Il 13 Ottobre e nei giorni successivi, più di 80 gruppi da 6 continenti diversi si sono mobilitati contro il gas cosiddetto ‘naturale’, che oggi viene proposto come fonte di approvvigionamento energetico alternativa per la transizione energetica.

Seguito all’articolo ‘Europa a tutto gas? No, grazie’.

Al contrario di ciò che media e politici spesso raccontano, il gas rimane un combustibile fossile problematico dal punto di vista ambientale e sociale (approfondimento nell’articolo sopra citato!). In più, il suo uso presuppone un sistema di produzione energetica centralizzato e privatizzato, lontano dalle persone e dai loro reali bisogni, che rallenta – se non impedisce – una reale democrazia energetica.

‘Leave it in the ground’ (‘Lasciatelo nel suolo’) è uno degli slogan più diffusi che i gruppi opposti al gas lanciano ai governi.

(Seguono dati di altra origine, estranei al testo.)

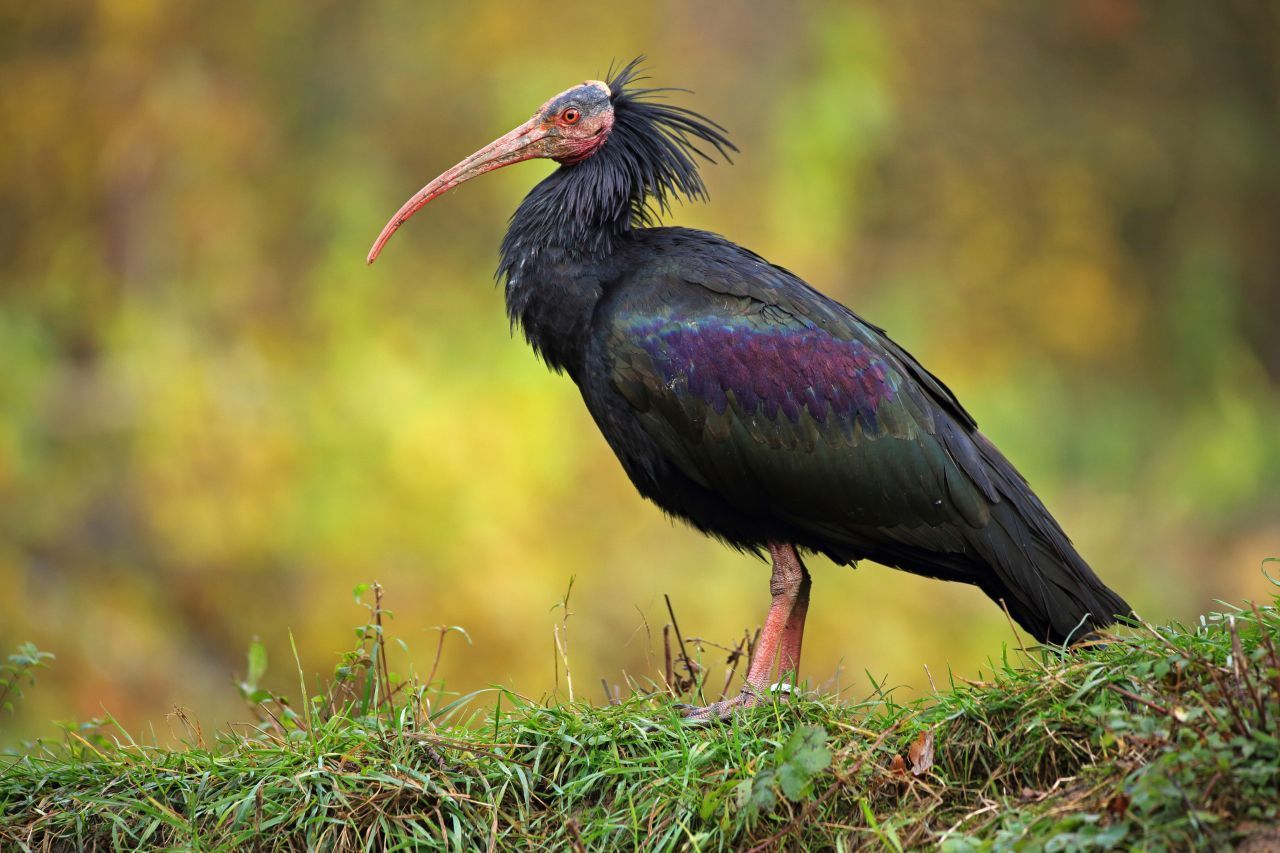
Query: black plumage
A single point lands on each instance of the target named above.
(737, 397)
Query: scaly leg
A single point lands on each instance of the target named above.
(780, 638)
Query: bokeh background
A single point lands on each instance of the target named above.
(215, 420)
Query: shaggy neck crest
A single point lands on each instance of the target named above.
(649, 158)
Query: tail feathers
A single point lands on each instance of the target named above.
(1047, 588)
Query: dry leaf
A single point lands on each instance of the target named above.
(922, 753)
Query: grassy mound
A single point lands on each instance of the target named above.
(1160, 738)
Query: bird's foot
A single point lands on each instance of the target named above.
(723, 710)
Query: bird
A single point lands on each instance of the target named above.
(743, 401)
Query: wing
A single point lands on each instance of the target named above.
(786, 402)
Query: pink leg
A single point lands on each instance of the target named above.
(780, 638)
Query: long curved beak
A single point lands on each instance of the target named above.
(522, 144)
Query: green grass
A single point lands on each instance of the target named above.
(1162, 738)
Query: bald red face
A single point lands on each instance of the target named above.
(579, 119)
(567, 128)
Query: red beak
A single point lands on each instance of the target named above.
(522, 144)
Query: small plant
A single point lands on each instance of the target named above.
(21, 669)
(791, 771)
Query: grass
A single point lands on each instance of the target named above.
(1161, 738)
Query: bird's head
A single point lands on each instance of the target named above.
(567, 128)
(571, 127)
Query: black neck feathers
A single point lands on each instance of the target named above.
(650, 156)
(558, 250)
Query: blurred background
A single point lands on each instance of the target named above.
(215, 420)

Lo scopo della giornata mondiale contro il gas è di connettere le varie lotte attraverso azioni di protesta decentralizzate.

Tra le azioni oganizzate:

• dibattiti ‘anti-fracking’ in Peru e in Messico;
• una protesta contro una centrale di liquefazione in Germania;
• un’azione contro l’inquinamento degli idrocarburi da plastica e un carnevale ‘anti-fracking’ nel Regno Unito;
• un seminario online sugli effetti del gas sulla salute umana negli Stati Uniti;
• una protesta con tanto di petizione davanti al Parlamento Australiano;
• e altri ancora: qui la mappa interattiva con tutte le azioni fino ad ora registrate!

Per supportare queste azioni e far sì che il loro messaggio si spanda, il network internazionale ‘Gastivists’ ha chiesto a tutti di attivarsi sui social media. A tal proposito, ha proposto un ‘kit’ digitale (in Inglese) con esempi di post, hashtags, e immagini da poter condividere o da utilizzare per il proprio profilo.

Oltre alla partecipazione diretta, il sostegno e la solidarietà ai gruppi che lottano pacificamente e in maniera non violenta è fondamentale, nel caso del gas come di tante altre lotte sociali e ambientali. E questo sostegno diventa ancora più importante dal momento che le istituzioni non mostrano alcun tipo di sostegno o disponibilità al dialogo, ma piuttosto chiara opposizione e repressione.

Giusto poche settimane fa, tre attivisti inglesi sono stati condannati a 16 mesi di carcere per avere bloccato per 3 giorni e 3 notti alcuni camion diretti ad un cantiere di fracking in Lancashire, Regno Unito. Due giorni fa, la Corte d’Appello ha però giudicato ‘eccessiva’ la condanna inflitta ai tre attivisti e ne ha deliberato il rilascio. Questa è da considerarsi una vittoria importante per i gruppi che lottano per la giustizia ambientale. A sostegno della causa, era stata lanciata una petizione alla Commissione inglese per i Diritti Umani per richiedere la tutela dei diritti dei cittadini di opporsi alle attività estrattive.

In Italia, Venerdi 12 Ottobre, è stata emessa la sentenza di primo grado che infligge a 16 attivisti NOTAV pene per un totale di 30 anni complessivi. La condanna di questi ed altri attivisti devono interessarci perchè erodono la libertà di tutti noi.

E ciò va ben oltre la questione gas/non gas. Si tratta di come funzioniamo come società. Si tratta di come l’apparato legislativo e giudiziario stia soffocando invece che difendere lo spazio e i mezzi di cui i cittadini dispongono per poter esprimere il proprio parere.